C3A-Bibliotheek en bibtool

De C3A-Bibliotheek omvat meer dan 4000 voorbereide blocks, op ware grootte in millimeter op laag 0 getekend. Waar dat nuttig is beschikken deze blocks over attributen. Zo hebben de symbolen voor stopcontacten en schakelaars attributen voor onder meer merk en plaatsingshoogte. Al deze bibliotheekelementen zijn in een folderstructuur van in totaal 189 mappen georganiseerd. De hoofdstructuur volgt de SfB codering:

  • 0_Logo's.bib
  • 2_Bouwelementen_Primair.bib
  • 3_Bouwelementen_Secundair.bib
  • 5_Techniek_Fluida.bib
  • 6_Elektra.bib
  • 7_Vaste_inrichting.bib
  • 8_Losse_inrichting.bib
  • 9_Omgeving.bib

Ook in de naamgeving van de blocks werd de SfB codering aangehouden. Op die manier geeft de naam van het block een indicatie van zijn plaats en functie in het gebouw. Indien er van hetzelfde element meerdere zichten beschikbaar zijn, eindigt hun naam met de letter

  • P voor planzicht
  • Z voor zijzicht
  • V voor vooraanzicht en
  • A voor achteraanzicht

Voor elk bibliotheek element is het invoegpunt aangeduid dmv een groen symbooltje. Waar dat zinvol is wordt in rood bijkomende info zoals een afmeting meegegeven.

Vanuit een full AutoCAD opent men via een menusysteem de bibtool op elke gewenste pagina.

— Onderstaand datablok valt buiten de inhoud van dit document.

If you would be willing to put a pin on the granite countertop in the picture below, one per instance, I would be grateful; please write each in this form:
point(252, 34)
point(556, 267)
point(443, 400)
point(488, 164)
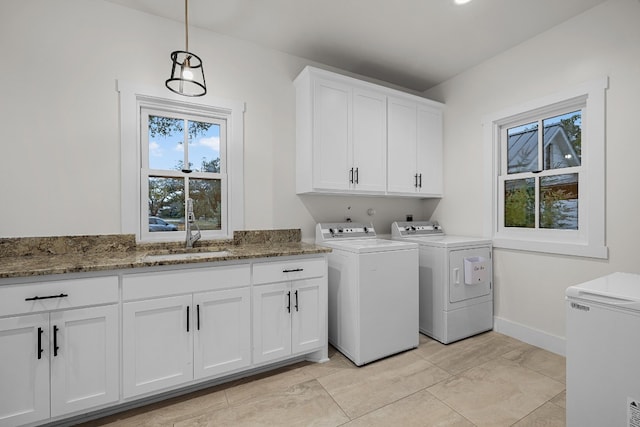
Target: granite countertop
point(38, 256)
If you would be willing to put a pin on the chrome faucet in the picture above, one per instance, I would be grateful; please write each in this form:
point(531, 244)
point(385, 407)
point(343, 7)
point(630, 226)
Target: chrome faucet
point(191, 220)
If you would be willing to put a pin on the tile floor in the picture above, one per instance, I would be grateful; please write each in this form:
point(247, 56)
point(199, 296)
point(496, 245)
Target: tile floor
point(487, 380)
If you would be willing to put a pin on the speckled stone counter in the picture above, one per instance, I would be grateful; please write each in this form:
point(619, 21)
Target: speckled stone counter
point(38, 256)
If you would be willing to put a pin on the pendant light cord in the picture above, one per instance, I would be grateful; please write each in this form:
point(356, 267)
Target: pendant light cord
point(186, 24)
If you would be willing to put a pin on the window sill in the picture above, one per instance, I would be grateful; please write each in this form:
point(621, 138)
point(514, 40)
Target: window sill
point(571, 249)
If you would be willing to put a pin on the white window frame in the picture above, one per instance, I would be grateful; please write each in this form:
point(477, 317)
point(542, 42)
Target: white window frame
point(133, 202)
point(589, 239)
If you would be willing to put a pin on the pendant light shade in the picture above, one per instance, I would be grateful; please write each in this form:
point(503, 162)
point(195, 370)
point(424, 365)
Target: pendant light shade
point(187, 74)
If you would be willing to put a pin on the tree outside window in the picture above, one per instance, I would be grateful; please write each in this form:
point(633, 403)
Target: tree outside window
point(543, 170)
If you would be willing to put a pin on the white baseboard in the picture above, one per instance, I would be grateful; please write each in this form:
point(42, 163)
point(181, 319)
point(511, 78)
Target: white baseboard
point(530, 335)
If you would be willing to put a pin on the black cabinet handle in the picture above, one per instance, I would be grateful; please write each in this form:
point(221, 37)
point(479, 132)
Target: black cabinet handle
point(55, 340)
point(40, 343)
point(288, 302)
point(36, 298)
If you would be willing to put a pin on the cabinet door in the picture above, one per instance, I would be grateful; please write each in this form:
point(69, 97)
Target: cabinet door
point(401, 162)
point(429, 150)
point(308, 315)
point(332, 154)
point(84, 358)
point(369, 141)
point(222, 340)
point(271, 322)
point(24, 370)
point(157, 344)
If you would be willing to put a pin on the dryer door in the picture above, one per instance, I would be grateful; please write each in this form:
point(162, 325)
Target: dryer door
point(470, 273)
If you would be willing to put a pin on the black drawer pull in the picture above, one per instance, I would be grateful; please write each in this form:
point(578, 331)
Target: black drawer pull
point(36, 298)
point(55, 340)
point(40, 350)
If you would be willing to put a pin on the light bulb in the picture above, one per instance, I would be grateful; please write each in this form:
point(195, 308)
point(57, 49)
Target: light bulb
point(187, 74)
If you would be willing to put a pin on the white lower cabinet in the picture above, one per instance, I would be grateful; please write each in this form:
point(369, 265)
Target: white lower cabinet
point(58, 363)
point(223, 332)
point(173, 340)
point(24, 370)
point(157, 348)
point(170, 341)
point(84, 367)
point(65, 345)
point(56, 359)
point(289, 317)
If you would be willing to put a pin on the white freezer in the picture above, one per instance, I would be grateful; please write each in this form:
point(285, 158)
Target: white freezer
point(603, 352)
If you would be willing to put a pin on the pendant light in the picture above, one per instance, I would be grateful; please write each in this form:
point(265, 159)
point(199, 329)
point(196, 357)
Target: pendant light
point(187, 75)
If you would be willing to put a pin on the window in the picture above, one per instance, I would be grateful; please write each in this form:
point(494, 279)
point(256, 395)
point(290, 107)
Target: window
point(183, 157)
point(174, 150)
point(547, 174)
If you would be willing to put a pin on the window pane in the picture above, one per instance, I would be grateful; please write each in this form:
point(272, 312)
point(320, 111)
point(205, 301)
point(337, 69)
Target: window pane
point(207, 198)
point(522, 148)
point(559, 202)
point(166, 202)
point(204, 147)
point(519, 203)
point(166, 137)
point(562, 140)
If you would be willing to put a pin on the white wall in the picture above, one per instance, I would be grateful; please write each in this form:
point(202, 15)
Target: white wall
point(604, 41)
point(60, 149)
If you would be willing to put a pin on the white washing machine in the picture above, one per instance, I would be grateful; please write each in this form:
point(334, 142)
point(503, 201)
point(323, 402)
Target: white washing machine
point(373, 292)
point(456, 281)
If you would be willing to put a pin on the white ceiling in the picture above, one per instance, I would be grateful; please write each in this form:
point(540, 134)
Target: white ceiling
point(411, 43)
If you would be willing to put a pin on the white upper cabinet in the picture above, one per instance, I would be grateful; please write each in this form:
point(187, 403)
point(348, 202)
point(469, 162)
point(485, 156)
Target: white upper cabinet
point(346, 130)
point(414, 148)
point(343, 129)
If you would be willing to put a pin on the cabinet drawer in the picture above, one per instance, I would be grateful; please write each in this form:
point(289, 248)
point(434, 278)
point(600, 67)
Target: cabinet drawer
point(57, 295)
point(173, 282)
point(283, 271)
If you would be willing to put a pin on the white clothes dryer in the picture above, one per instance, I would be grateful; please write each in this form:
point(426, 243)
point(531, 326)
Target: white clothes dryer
point(456, 281)
point(373, 292)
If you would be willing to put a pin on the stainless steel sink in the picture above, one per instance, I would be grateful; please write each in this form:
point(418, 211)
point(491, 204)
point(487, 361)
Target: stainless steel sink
point(184, 256)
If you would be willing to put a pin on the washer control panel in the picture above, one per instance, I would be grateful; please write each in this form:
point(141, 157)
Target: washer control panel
point(344, 230)
point(416, 228)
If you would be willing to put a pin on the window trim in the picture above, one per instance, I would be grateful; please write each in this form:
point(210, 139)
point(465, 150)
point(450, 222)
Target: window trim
point(589, 240)
point(131, 97)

Door een dubbelklik op het gewenste bibelement komt men terug in de AutoCAD tekenomgeving, waarbij het gekozen element aan de aanwijzer hangt. Elke bibliotheekmap bevat ook een tekstbestand waarin onder meer de variabele wordt bijgehouden welke bepaalt op welke laag het block wordt ingevoegd. Ook hier wordt de SfB codering gehanteerd. (Zie in dit verband ook het document betreffende het C3A_Afsprakenstelsel.) Indien de laag nog niet in de tekening aanwezig is, wordt deze op de achtergrond aangemaakt. Met AutoCAD LT is deze bibtool eveneens bruikbaar, doch met een aantal beperkingen. Zo kan men de bibtool niet vanuit AutoCAD LT op een specifieke pagina openen, en het invoegen van een bibliotheekelement gebeurt op de actieve laag.

 

C3A-Userbib

Dezelfde bibtool laat ook toe een eigen userbibliotheek aan te leggen. De gebruiker heeft de mogelijkheid de blocks welke hij reeds in z’n tekeningen beschikbaar heeft naar z’n userbibliotheek over te brengen. Daarbij is hij vrij in de naamgeving en het aanleggen van de mappenstructuur, als is het natuurlijk aan te bevelen om ook daar een goed beheersbare klassificatiemethode te hanteren. Het is aanbevolen om indien mogelijk ook hier de SfB codering aan te houden. In de full AutoCAD verloopt dit invullen van een eigen bibliotheek via LISP-functies, zodat dit een semi-automatisch proces is. Daar AutoCAD LT geen externe programmering zoals LISP ondersteunt, zal de gebruiker in dat geval de elementen manueel aan de bibliotheek moeten toevoegen. De door de gebruiker gecreërde userbibliotheken kunnen zonder meer naar een andere computer of een netwerkschijf gekopiëerd worden, zodat meerdere gebruikers binnen dezelfde organisatie er toegang toe hebben. Uiteraard beschikt de bibtool over een uitgebreide online Help functie.